Silenziosamente, Kiyoko si domanda se finirà per divenire come lui, di fronte a quel rifiuto: se anche lei si sporcherà le piume di delusione e, quando vorrà volar via, non ci riuscirà più, finendo per dover planare sul terreno nudo e arso. Nidificare sotto il sole e la pioggia, potendo raccogliere solo rovi con il becco, è questo che ha portato via Sugawara?
Perché, a modo suo, Sawamura aveva ragione: qualcuno ha portato via Suga e chissà dov’è finito, in che antro buio e mostruoso s’è nascosto, che ombra della sua mente è riuscita a catturarlo.
«Potresti ascoltarmi, invece» suggerisce Shimizu, dolcemente. «Non sarebbe bello, tornare come prima?».
Sugawara la guarda ma, sul suo volto, non reca traccia del suo passato : controluce sembra tutto una cicatrice, pronto ad aprirsi e a sanguinare sull’erba ai suoi piedi. Sospira, così forte che persino quel movimento sembra in grado di spezzarlo in metà diseguali.

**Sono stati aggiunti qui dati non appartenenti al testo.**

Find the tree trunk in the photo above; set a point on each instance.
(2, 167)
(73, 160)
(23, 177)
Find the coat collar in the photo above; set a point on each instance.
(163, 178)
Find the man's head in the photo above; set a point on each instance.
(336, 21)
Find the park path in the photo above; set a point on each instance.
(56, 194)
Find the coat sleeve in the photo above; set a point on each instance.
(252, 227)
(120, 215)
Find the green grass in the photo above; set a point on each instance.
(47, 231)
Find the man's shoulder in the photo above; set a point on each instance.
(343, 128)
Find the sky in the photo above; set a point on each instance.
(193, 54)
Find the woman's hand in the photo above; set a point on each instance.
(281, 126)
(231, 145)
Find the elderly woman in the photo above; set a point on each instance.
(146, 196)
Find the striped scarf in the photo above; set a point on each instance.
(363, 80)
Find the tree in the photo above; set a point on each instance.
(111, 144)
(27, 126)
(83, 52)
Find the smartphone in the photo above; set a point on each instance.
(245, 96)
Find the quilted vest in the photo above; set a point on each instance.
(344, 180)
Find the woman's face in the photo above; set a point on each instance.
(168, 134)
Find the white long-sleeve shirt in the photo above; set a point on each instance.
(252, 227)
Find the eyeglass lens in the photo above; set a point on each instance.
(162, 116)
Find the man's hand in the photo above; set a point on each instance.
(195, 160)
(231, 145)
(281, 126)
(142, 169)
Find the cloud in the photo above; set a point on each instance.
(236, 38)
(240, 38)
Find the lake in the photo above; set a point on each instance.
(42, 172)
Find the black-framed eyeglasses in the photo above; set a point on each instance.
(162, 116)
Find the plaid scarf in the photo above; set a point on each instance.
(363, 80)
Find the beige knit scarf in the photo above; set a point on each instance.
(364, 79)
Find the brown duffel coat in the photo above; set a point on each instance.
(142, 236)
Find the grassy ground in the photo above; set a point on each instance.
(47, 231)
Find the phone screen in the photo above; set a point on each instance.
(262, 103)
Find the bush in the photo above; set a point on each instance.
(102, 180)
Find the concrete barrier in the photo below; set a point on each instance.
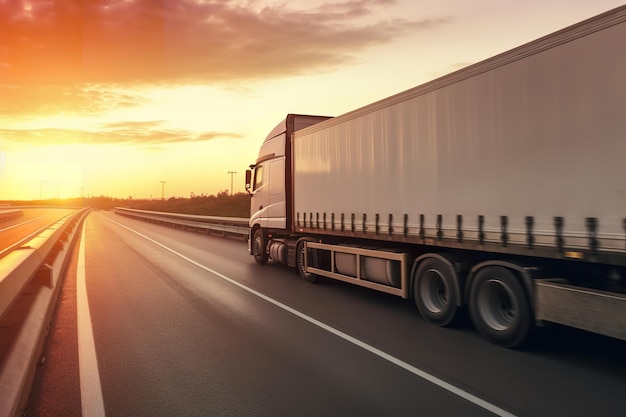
(29, 277)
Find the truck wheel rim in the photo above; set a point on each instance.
(497, 305)
(434, 291)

«Pensi davvero che basti, adesso» sibila, ferito. «Dirmi che sei pazzamente innamorata di me, solo perché Daichi o chi per lui ti ha fatto la paternale?».
Lei indietreggia, ferita. «Io non…» mormora, ma s’interrompe, perché Suga ride e ha gli occhi lucidi.
Shimizu vorrebbe mordersi le labbra, sporcandosi i denti di lucido, ricacciando indietro quelle due parole.
«Lo so» mormora, lui, scuotendo il capo. Per un momento, la maschera cade e, sotto di essa, Suga è semplicemente solo e disperato. «Credimi, lo so».
Lei vorrebbe fermarlo ma, quando la sua mano gli sfiora il braccio, Sugawara si ritrae come si fosse appena scottato.
«Non toccarmi» le intima. «Non… non devi più toccarmi, se non vuoi».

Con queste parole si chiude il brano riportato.